Perjalanan dengan jarak sekitar 25 Km dengan 30 menit waktu tempuh itu nyaris tak terasa ketika ban motor kami menemukan tempat untuk berhenti. Jelang sore itu, birunya laut, pantai dengan gugusan pasir putih panjang dengan puluhan pohon kelapa dan cemara yang berjejer rapi di bibir pantai seakan tersenyum menyambut kami.
"Talalu gaga ee....(logat Kupang, yang berarti terlalu indah)" uajr saya spontan. "Ah..belum...perhatikan juga mangrovenya sebelum sunset. Istimewa" balas kaka Ampi.
Selain pantai yang indah, memang ada kawasan kecil hutan mangrove juga disana. Mangrovenya ada yang sudah berkumpul seperti hutan tetapi ada juga beberapa pohon mangrove yang terpisah dengan kumpulan mangrove tadi.
"Jika sudah mulai..sore...disinari rona sunset mangrove itu seperti bergoyang...dancing trees" cerita kak Ampi lebih jauh, tersenyum. Kata dancing tress membega pada bentuk pohon-pohon itu yang condong ke kiri dan ke kanan. Memang menarik.
Jelang senja, semakin banyak wisatawan yang datang.
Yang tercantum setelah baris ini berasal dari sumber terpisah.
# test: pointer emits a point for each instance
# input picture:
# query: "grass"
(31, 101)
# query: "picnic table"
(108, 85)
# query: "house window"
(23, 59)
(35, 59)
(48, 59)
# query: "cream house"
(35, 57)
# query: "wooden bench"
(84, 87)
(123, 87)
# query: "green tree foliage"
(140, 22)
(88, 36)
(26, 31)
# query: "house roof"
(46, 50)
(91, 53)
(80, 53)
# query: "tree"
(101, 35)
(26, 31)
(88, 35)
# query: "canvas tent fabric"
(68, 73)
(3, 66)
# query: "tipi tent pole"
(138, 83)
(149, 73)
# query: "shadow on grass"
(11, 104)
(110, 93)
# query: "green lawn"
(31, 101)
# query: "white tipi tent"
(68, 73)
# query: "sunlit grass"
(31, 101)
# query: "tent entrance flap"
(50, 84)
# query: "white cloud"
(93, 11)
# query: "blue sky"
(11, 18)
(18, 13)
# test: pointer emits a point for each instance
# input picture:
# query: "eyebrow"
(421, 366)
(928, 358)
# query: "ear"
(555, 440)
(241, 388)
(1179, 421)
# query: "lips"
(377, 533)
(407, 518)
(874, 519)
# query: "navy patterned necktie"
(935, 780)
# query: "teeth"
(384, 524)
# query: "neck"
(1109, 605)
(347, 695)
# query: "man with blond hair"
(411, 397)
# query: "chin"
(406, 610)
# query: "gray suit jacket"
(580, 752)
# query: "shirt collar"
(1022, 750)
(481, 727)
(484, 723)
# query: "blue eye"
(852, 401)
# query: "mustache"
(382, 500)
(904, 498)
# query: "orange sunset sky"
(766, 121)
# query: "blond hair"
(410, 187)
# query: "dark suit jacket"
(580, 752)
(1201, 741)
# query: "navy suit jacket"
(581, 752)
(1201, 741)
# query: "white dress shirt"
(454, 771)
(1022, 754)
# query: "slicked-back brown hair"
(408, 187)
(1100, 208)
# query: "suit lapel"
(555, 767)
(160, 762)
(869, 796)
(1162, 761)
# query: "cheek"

Selain menjejakan kaki di pasir putih, mayoritas dari mereka memilih untuk lebih dekat dengan mangrove tersebut. Sunset sedikit lagi datang, dan mereka seperti juga hendak begoyang bersama mangrove-mangrove disini. Ada yang sudah bersiap bergaya, dan ada yang sedang asyik dengan kameranya, termasuk kami.
Sunset akhirnya datang. Meski bola merah raksasa itu tidak terlihat penuh karena diganggu sedikit sapuan awan, namun mangrove dan kami tetap antusias menyambutnya. Cahaya keemasannya, berjejak pelan sampai ke tempat kami berada.
Semua mata kami terpusat ke arah yang sinar yang seperti membuat garis. Pesona itu semakin nampak ketika pancaran itu membuat laut yang terlihat bening itu perlahan-lahan menjadi kemerahan seiring langit yang mulai diselimuti jingga.
"Ayo berdansa..." ujar seorang bapak tua kepada pasangannya. Kakek dan nenek. Mereka memang berdansa, dan tak peduli akan kehadiran kami. Beberapa temannya, lalu merekam dan memngambil foto untuk apa yang mereka lakukan. Mereka turis, dari dialeknya, mereka orang Bandung, Jawa Barat.